Keypoints
- Public cloud adoption creates a distinct cloud-native attack surface that grows rapidly as developers provision resources.
- Cloud assets are API-defined and typically emit telemetry and logging by default, simplifying inventory and visibility if collected correctly.
- Forrester’s “detection surface” concept frames the asset types (containers, IaaS, SaaS, endpoints) where detection must occur.
- Default cloud telemetry alone is insufficient unless SOCs have detection content and processes to interpret it in SIEM/EDR/NDR tools.
- Many security teams currently lack mature cloud-native detection programs and need to evolve SOC capabilities to cover modern development activity.
- Effective cloud detection requires mapping telemetry sources to detection content tailored for cloud primitives (APIs, containers, managed services).
MITRE Techniques
- [T1082] System Information Discovery – Inventory and enumeration via cloud APIs; the article notes that “everything is API-defined and API-accessible; there are no more secret servers” which enables discovery through APIs.
- [T1583] Acquire Infrastructure – Rapid provisioning of cloud resources that can be abused; described as “the boundless freedom to create new resources, new applications, and new security gaps.”
- [T1078] Valid Accounts – Use of credentials or legitimate accounts to access cloud resources, implied by “pathways a hacker might be able to use to gain access to your systems.”

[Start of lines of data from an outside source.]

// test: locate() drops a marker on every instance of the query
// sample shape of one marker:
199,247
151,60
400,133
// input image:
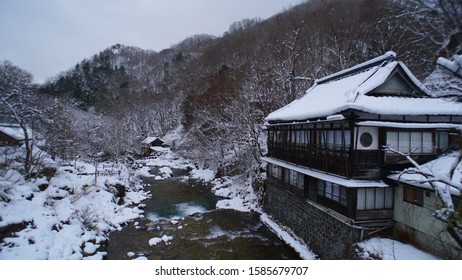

- [T1098] Account Manipulation – Creation or modification of cloud service accounts and resources by developers or attackers, suggested by “new assets created by various teams” expanding the attack surface.
- [T1071] Application Layer Protocol – Heavy reliance on APIs for cloud management and telemetry, referenced as “everything is API-defined and API-accessible.”
- [T1016] System Network Configuration Discovery – Need to understand and map cloud detection surfaces (containers, IaaS, SaaS) to identify network and asset configurations for detection; reflected in the discussion of detection surfaces such as “containers, IaaS instances, SaaS applications.”
Indicators of Compromise
- [Domain] Links and vendor domains referenced in the article – sysdig.com, forrester.com (used as sources and webinar/whitepaper links)
- [URLs] Relevant article and webinar links – https://sysdig.com/blog/cloud-native-attack-surface/, https://go.sysdig.com/Navigating.Cloud.Threats.Forrester
- [Image/resource] Embedded media/source – https://sysdig.com/wp-content/uploads/forrester-webinar-meta-image-new-1-1170×612.png (image used in the post)
Cloud-native environments require detection procedures that specifically account for API-driven assets, ephemeral compute, and managed services. Start by treating cloud APIs as primary discovery channels: use API queries and cloud provider logs to enumerate containers, VMs, serverless functions, service principals, and IAM roles, and normalize that inventory into your asset database. Because cloud resources are often created automatically and short-lived, maintain continuous inventory and tag lineage so detection rules can reference current asset context rather than stale lists.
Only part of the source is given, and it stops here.